07 December 2009

seek and ye shall not find

morphological revelations on my morning comb through twitter and facebook statuses:

whoa. on the other hand, this isn't entirely unexpected. morphology tends to be entropic, that is, it favors simplicity and regularity and minimal expression, and moves in that direction over time. this doesn't mean the language apocalypse is upon us any more than the heat death of the universe, as predicted by physical entropy, is. just like physical entropy, language entropy can be locally reduced by other factors, particularly token frequency. that is to say—in the broadest terms—speakers are likelier to hang on to irregular forms of words that are used all the time, and tend to regularize words that aren't as common.

that brings me to my "whoa" moment. i just hadn't realized that 'seek' was possibly on the cusp of regularization. so the question is, how does 'seek'/'sought' stack up to other verbs with past tense forms in -ought? to get a comprehensive list, i turned to a reverse dictionary, which yielded just five non-compound -ought pasts: bought, fought, thought, brought, and our test case, sought. next to test their frequencies i headed to wordcount.org, a nifty visualization of frequency in the British National Corpus. admittedly the BNC might not give the most precise results for predicting the tendencies of young speakers in Michigan, but should be accurate enough. here are their ranks (not token counts; smaller numbers indicate higher frequency):

buy/bought: 785/1129
fight/fought: 1484/3204
think/thought: 102/152*
bring/brought: 631/461
seek/sought: 1875/1895

the data reveals that i perhaps shouldn't be as surprised as i was. 'seek' is the least frequent of the five verbs, although strangely 'fought' is the least frequent past tense form. i starred 'thought' since its frequency is probably affected considerably by use of the noun 'thought'. also of note is the fact that 'bring' is the only item whose past tense is more frequent than the base form; this is due to the fact that 'bring' requires a progressive present tense ("I bring the wine" ≠ "I am bringing the wine" but rather "I (habitually) bring the wine"). despite—or perhaps owing in part to—its frequency, 'bring' is subject to taking on a different irregular pattern, 'bring'/'brang'/'brung' in many children's speech and some adult dialects.

anyhow, to wrap this up, it looks like 'sought' might well be the best candidate of these forms to undergo regularization, even if i hadn't expected it before. the only other form that might do the same is 'fought'-->'fighted', but i think that would be even more surprising...i'm actually wondering why its frequency turned out to be so low in the BNC.

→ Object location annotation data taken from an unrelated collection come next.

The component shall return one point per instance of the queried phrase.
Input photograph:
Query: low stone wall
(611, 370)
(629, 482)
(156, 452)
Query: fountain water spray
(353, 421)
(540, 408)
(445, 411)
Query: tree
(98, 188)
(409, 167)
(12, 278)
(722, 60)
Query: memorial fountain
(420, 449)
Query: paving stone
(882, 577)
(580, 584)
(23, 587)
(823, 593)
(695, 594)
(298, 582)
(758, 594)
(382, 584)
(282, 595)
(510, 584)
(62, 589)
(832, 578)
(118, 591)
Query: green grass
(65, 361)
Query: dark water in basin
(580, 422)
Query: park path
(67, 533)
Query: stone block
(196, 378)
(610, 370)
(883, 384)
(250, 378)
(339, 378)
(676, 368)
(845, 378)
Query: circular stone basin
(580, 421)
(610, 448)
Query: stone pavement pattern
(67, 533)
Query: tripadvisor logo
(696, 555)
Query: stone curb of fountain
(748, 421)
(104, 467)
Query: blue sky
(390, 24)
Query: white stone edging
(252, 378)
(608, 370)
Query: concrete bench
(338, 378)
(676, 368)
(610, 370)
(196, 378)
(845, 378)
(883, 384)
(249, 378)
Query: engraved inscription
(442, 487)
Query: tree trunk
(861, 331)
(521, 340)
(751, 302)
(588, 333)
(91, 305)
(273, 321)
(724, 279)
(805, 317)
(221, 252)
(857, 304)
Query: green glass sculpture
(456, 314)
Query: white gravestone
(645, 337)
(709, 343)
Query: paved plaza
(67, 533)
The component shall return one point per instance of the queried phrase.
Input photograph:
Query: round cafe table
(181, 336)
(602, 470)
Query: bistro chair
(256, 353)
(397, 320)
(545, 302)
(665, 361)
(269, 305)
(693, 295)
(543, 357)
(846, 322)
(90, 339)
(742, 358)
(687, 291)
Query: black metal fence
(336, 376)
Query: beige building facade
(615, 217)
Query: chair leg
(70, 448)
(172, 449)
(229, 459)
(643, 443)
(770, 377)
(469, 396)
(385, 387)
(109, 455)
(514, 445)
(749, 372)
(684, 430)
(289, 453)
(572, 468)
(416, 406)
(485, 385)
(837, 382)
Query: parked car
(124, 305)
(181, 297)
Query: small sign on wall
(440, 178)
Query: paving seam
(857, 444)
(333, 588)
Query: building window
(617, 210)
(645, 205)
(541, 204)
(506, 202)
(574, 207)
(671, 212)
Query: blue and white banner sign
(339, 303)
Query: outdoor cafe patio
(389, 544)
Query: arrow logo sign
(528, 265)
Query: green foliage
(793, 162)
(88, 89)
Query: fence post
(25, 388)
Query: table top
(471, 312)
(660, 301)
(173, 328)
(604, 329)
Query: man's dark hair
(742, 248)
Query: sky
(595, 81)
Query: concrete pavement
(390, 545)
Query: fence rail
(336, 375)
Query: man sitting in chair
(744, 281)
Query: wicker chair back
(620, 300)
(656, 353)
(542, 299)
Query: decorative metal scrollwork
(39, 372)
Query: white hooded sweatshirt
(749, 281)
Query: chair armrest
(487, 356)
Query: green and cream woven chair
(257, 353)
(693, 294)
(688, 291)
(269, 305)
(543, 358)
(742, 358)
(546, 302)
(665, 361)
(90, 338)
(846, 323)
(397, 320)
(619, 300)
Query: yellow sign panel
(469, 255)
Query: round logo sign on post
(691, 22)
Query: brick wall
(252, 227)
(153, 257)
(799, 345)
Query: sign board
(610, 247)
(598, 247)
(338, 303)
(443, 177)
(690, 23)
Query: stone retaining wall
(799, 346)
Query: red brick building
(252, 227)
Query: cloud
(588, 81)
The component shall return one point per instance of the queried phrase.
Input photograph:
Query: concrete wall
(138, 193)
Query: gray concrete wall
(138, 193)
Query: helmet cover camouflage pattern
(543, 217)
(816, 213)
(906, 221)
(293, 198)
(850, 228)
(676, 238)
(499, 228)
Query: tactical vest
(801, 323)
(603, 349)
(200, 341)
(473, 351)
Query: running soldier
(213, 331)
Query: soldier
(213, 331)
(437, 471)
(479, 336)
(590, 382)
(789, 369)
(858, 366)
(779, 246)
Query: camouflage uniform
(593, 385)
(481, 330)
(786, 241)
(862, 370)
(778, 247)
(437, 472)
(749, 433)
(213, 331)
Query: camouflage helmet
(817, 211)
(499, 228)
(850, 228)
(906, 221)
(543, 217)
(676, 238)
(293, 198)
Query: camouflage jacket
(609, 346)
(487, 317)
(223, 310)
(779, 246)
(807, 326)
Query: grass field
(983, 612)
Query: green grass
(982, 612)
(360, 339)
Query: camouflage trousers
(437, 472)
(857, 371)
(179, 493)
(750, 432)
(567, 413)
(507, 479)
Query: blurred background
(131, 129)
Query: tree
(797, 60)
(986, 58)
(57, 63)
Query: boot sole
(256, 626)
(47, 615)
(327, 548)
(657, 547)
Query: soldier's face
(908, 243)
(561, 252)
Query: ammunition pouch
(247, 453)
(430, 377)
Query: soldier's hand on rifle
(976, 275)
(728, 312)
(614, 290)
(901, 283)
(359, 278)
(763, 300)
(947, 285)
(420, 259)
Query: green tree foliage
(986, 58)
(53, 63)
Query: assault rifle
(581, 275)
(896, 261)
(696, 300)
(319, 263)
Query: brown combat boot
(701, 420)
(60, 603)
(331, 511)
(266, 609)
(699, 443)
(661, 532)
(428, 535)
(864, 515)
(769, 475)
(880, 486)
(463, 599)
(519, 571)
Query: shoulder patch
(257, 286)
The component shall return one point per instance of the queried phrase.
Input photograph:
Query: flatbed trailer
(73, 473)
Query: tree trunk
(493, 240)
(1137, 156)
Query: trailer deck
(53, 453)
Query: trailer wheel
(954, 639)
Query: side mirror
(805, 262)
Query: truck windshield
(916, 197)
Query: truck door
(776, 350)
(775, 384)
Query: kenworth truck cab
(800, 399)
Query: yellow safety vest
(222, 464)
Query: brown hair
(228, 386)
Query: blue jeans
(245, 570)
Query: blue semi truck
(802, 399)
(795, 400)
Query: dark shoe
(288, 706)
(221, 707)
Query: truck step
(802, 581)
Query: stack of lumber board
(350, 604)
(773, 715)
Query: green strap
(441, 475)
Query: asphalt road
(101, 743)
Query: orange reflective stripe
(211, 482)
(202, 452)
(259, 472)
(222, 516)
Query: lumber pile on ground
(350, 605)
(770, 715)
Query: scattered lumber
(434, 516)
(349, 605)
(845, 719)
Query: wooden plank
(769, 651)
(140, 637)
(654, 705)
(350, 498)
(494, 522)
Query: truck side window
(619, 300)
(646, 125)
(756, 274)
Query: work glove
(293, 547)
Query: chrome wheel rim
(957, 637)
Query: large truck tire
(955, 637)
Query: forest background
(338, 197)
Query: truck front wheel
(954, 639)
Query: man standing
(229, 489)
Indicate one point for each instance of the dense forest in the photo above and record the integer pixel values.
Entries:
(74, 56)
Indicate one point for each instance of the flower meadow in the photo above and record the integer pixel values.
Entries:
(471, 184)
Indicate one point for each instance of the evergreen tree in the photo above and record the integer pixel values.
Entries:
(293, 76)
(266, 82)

a postscript: although i certainly have 'sought' as the past tense of 'seek' in its basic sense "to look for", 'seeked' is also in my lexicon. it's the past tense of the relatively new lexical item 'seek' "to move rapidly through a video or audio clip". 'sought' is terrible as its past tense:

i seeked ahead 2 minutes to skip the commercials.
*i sought ahead 2 minutes to skip the commercials.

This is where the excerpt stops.